Tonight they push aside impending reality. I listen to the giggling girls and the whooping boys. I think to myself, what is it about alcohol that makes people think they have to turn the volume switch of their voices up to “11?” Underneath the human sounds are the thumping rhythms of bar music. Within two blocks of my home are seven restaurants which ramp up late at night, and five clubs. All but two of the bars are upscale.
Clumps of kids come weaving up my block. They tend to segregate by gender if they haven’t already paired off and gone wherever it is they go to get better acquainted. As I’ve turned off the porch light, it is too dark for them to notice me. A group of girls stop several times on their walk for yet another to remove her expensive, come hither, but by now painful shoes. That’s when you can tell the liquor is losing it’s magic- they begin to notice their feet hurt. They complain woefully about their Blahniks and Choos.
All clothed in little black dresses with miles of young bare skin, these are City girls. Private school graduates. Even when tipsy, they project confidence. They have had enough of the trolls.
I used to find the weekend scene around here irritating, especially when my kids were small. Thoughts about how shallow the partiers seemed, and the petty smugness of knowing that they would one day be sitting on the sofa the same time the bars closed, babe to breast, dripping milk everywhere. Selfish gits, I would confide to my child. They have no idea. I was jealous.

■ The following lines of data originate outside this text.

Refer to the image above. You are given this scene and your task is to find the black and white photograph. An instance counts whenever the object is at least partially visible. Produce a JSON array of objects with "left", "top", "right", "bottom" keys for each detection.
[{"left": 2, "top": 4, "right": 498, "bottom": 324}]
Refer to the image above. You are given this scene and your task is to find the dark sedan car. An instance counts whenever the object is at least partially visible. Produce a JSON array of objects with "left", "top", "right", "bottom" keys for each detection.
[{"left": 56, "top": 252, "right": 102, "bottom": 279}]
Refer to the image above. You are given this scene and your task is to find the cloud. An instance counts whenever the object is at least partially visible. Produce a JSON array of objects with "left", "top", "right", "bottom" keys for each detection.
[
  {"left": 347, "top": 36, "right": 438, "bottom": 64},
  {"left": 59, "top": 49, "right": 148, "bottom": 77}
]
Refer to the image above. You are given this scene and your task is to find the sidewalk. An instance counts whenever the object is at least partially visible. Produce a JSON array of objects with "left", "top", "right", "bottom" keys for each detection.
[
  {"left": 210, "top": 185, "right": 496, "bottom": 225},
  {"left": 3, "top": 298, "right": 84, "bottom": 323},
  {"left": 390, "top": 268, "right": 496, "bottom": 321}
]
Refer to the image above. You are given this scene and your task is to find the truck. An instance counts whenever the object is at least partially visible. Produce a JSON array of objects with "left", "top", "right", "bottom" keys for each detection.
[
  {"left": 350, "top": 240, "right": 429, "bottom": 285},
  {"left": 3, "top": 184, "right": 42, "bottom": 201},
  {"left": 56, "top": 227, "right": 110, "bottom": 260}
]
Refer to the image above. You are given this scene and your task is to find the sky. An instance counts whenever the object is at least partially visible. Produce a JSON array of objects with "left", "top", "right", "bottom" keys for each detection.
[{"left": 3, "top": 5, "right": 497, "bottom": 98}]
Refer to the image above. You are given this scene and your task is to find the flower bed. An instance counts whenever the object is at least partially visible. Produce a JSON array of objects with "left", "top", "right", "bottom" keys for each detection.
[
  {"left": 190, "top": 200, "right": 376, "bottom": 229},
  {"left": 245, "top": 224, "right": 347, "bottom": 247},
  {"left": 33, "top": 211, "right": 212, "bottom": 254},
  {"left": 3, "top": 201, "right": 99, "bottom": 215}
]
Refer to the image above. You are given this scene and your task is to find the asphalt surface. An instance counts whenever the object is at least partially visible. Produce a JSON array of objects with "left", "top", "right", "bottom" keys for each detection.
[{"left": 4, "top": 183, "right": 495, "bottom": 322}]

Now I enjoy listening to them. They are vibrant and still on this side of innocence. They are of an age when they should be celebrating their freedom and beauty. Didn’t we? Having crossed over into full adulthood, we know that real life will intrude on the Tuesday morning after Labor Day. But for tonight have fun. Get laid.
Hangovers and walks of shame that greet tomorrow be damned. The kids will buck up and carry on. We did.
2 thoughts on “Vivace con Brio!”
Very nice, Musical Milliner; well written and oh yes, how tolerant, mellow and forgiving we’re becoming in our twilight years…
I do like the line about the removal of the shoes…
Good God Chef! “Twilight years?” Musical Milliner thinks the Cookie has ten years on her. But then, he is jesting. I think.
Chef, if you are in town on 12/20-31, we’ll go to Bobby and Phil’s jam at the Bill Graham Civic. I’ll be one of the kids.